His ex-wife Helen also revealed to the court that White often “bragged” about attacking gay men in his youth over the years, even telling stories of the assaults to their children.
She said that she had asked him on two occasions if he had killed Mr Johnson.
The first time was not long after the 27-year-old’s murder in 1988 when she read about his death in a newspaper.
When she asked White if he was responsible for the killing, she said he replied “of that girly looking p*****r?” and they got into “a bit of an argument”.
She said she confronted him about Mr Johnson’s death again two decades later in September 2008 when the story resurfaced in the media.
She said she asked him if he had killed the gay man to which White allegedly responded that “the only good p*****r is a dead p*****r” before adding that “it’s not my fault the dumb c**t ran off the cliff”.
She said she replied that “it is if you chased him” and her husband didn’t respond.
At the time of Mr Johnson’s death, gangs of homophic men were roaming the streets of Sydney searching for gay men to assault, rob and sometimes kill, a coroner on the case said in 2017.
It was Ms White who finally turned her husband into police, sending an anonymous letter to a detective in 2019.
Mr Johnson’s siblings flew into Sydney from the US to deliver emotional victim impact statements at the sentencing hearing.
His brother Steve Johnson, who spent years pushing police to investigate his death further and put up his own reward of 1 million Australian dollars ($704,000) for information, told how his brother “died in terror”.
“With a vicious push, Mr White took Scott and he vanished,” he said.
“This man [his brother] who once told me he could never hurt someone even in self-defense died in terror.”

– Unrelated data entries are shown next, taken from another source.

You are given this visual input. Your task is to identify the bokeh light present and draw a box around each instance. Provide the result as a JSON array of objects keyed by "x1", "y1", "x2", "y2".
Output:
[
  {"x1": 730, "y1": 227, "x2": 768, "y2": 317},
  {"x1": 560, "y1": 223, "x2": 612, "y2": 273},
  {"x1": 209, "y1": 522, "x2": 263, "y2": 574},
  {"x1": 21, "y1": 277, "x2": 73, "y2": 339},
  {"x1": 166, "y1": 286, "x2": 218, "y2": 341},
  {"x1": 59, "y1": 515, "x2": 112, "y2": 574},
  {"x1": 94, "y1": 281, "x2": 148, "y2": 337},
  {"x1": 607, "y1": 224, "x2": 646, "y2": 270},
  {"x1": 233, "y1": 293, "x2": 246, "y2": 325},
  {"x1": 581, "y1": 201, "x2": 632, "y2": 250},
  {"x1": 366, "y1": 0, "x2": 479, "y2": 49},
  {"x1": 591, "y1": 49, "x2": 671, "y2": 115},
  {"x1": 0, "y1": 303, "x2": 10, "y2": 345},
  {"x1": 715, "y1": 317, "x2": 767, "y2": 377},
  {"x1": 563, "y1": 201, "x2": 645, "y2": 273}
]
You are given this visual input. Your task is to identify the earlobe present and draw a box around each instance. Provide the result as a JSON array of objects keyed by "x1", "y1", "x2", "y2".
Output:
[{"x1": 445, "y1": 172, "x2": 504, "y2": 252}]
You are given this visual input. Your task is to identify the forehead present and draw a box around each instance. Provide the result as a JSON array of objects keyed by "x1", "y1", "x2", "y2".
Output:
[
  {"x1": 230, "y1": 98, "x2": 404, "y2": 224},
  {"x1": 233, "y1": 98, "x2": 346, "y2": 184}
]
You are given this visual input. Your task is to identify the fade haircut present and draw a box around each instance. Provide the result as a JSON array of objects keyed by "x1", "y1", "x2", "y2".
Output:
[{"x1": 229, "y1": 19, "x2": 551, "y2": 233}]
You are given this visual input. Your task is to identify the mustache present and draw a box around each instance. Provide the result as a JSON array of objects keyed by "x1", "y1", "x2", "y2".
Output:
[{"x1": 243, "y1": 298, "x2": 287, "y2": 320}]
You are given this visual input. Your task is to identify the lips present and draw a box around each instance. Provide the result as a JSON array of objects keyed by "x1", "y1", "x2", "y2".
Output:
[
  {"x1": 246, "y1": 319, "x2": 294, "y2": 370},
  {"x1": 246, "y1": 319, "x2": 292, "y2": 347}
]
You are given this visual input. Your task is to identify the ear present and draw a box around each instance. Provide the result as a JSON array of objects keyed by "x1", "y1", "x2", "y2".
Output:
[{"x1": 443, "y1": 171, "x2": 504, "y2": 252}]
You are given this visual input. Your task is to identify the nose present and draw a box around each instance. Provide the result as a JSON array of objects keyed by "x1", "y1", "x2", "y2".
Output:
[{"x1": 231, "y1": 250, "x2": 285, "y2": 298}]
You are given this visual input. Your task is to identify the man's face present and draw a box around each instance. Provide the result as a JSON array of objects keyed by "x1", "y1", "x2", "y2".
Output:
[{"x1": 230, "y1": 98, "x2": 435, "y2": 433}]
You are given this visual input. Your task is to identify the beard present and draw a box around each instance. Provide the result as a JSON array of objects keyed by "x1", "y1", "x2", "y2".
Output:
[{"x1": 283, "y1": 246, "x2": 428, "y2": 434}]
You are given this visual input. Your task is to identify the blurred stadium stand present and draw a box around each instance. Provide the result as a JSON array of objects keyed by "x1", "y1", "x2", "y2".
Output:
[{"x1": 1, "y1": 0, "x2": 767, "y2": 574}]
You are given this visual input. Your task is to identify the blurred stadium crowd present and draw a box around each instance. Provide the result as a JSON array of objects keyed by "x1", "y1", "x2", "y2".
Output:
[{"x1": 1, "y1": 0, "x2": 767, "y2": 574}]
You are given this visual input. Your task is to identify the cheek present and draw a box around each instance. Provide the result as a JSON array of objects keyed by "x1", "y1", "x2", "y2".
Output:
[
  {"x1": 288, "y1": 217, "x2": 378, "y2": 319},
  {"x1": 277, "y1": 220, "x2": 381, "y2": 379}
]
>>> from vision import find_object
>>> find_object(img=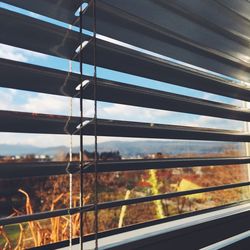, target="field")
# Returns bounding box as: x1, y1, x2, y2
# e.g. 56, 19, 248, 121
0, 150, 249, 248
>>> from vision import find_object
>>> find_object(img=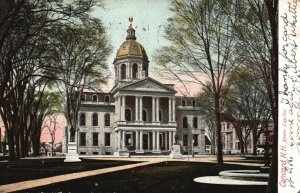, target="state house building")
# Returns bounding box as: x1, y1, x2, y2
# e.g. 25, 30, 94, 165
63, 20, 206, 155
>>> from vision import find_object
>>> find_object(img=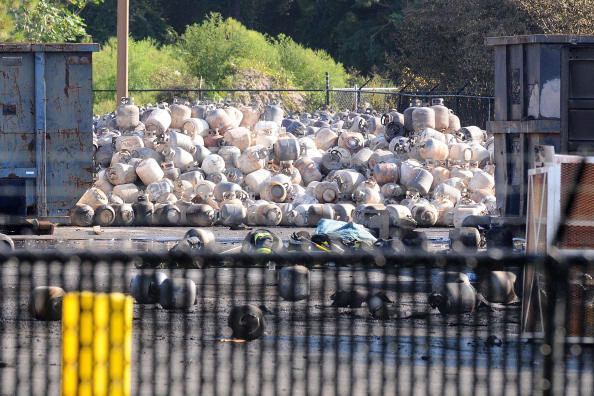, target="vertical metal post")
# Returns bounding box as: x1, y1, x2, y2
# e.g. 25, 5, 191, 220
353, 85, 358, 111
117, 0, 129, 102
325, 72, 330, 107
34, 52, 47, 217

He said that he appreciated White’s guilty plea but would have “a little more sympathy” if he had turned himself in after committing the crime.
“If he had grasped Scott’s hand and pulled him to safety, I would owe him everlasting gratitude,” he said.
Mr Johnson’s sisters Terry and Rebecca Johnson, his partner Michael Noone and Steve Johnson’s wife Rosemarie Johnson also gave victim impact statements.
Rosemarie Johnson described the initial police failure to investigate Scott Johnson’s death as “indefensible and inhumane”.
Rebecca Johnson, a younger sister, said the police report of suicide “made no sense”.
“How could a community fail so spectacularly that they created boys capable of such horror?” she asked, referring to media reports of gay beatings in Sydney being described as a sport.
In 1989, a coroner said Mr Johnson had died by suicide while a second coroner in 2012 could not explain how he died.
In 2017, a third ruled that he “fell from the clifftop as a result of actual or threatened violence by unidentified persons who attacked him because they perceived him to be homosexual”.
White will be sentenced on Tuesday. The 51-year-old faces up to life in prison.